As you add your dill, start sparingly and taste before adding more since a little can carry a lot of taste. We love to add it in fish dishes and even toss it into a salad for a fresh change. It is great to add in a salad dressing or pasta salad since it has a bright citrusy flavor.
Dill has vitamins C, A, manganese, folate and iron. It also has flavonoids which has been known to improve heart health. Dill can be used to ease a stomachache, may help lower cholesterol, promote lactation, aid bad breath, and may lower blood sugar.
These delicious herbs are great to have ready-to-use on a whim. Though they are mostly all best fresh, there are some cheats to jump around if you aren’t able to grow each plant. At the grocery store stock up on the herb list knowing that you can add 1-2 in most meals. Don’t just put the herbs directly into the fridge, though.
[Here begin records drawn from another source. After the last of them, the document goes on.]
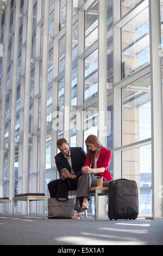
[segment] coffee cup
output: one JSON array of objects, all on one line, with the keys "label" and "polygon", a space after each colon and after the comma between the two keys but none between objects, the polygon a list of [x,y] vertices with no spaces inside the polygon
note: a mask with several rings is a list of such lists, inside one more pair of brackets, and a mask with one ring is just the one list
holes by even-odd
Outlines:
[{"label": "coffee cup", "polygon": [[102,178],[102,177],[97,177],[97,187],[102,187],[103,186],[103,178]]}]

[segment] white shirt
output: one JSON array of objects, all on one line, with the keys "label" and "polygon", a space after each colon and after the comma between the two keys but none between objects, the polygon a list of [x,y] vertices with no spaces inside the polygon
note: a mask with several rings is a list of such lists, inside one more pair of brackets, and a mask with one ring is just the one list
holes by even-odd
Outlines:
[{"label": "white shirt", "polygon": [[70,166],[71,167],[71,170],[71,170],[71,173],[72,174],[74,174],[74,171],[73,170],[72,168],[72,162],[71,162],[71,155],[70,155],[70,153],[69,153],[69,156],[66,156],[64,155],[64,156],[66,157],[66,159],[67,159],[67,160],[68,161],[68,162],[70,164]]},{"label": "white shirt", "polygon": [[94,163],[94,166],[93,168],[97,168],[97,162],[98,161],[98,157],[95,157],[95,163]]}]

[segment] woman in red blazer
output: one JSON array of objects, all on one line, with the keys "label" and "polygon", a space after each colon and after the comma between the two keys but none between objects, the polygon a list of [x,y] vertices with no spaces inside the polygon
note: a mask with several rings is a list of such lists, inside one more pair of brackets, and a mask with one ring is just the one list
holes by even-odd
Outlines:
[{"label": "woman in red blazer", "polygon": [[78,189],[74,209],[77,211],[72,218],[80,220],[83,212],[88,208],[87,201],[90,198],[90,188],[97,186],[97,178],[103,178],[104,186],[108,186],[108,181],[112,180],[109,169],[111,152],[102,146],[95,135],[89,135],[85,143],[87,154],[85,162],[82,168],[82,175],[78,180]]}]

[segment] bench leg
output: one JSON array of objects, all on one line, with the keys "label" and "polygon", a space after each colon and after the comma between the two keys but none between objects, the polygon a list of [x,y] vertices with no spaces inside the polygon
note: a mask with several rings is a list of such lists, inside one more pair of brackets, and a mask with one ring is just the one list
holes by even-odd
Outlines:
[{"label": "bench leg", "polygon": [[14,200],[12,200],[12,214],[14,214]]},{"label": "bench leg", "polygon": [[30,215],[30,200],[27,198],[27,215]]},{"label": "bench leg", "polygon": [[97,220],[98,218],[98,192],[96,190],[95,194],[95,220]]}]

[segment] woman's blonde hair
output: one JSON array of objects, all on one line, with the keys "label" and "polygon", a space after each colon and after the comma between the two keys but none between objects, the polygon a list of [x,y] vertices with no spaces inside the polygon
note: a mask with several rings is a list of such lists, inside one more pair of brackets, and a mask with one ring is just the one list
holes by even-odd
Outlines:
[{"label": "woman's blonde hair", "polygon": [[98,138],[96,135],[89,135],[85,141],[86,145],[86,156],[91,164],[93,164],[95,161],[95,151],[92,151],[89,149],[89,147],[86,145],[86,143],[93,144],[94,146],[97,148],[101,148],[102,144],[99,142]]}]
If you are taking care of soft herbs like basil, parsley, mint, cilantro, dill, or other soft stemmed, leafy herb, treat it like a flower. Fill up a cup with water and make a bouquet of herbs to stick in it like a vase in the fridge.
For hardier herbs, or hard herbs like rosemary, sage, chives, and oregano, you will have a different approach. Wrap the herb in a damp paper towel and put in an airtight container.
Both of these methods will significantly lengthen the fridge life of your herbs so you can effectively have them on hand.
Herbs like bay leaf, oregano, thyme, rosemary, and lavender are great to store and use dried. All dried herbs still have a freshness value. The fresher the dried herb will mean more flavor so consider swapping out herbs that have sat on your shelf too long. If you did grow your own herbs, you can dry your own.
Regardless of dried or fresh, try to add some herbs in your diet every day!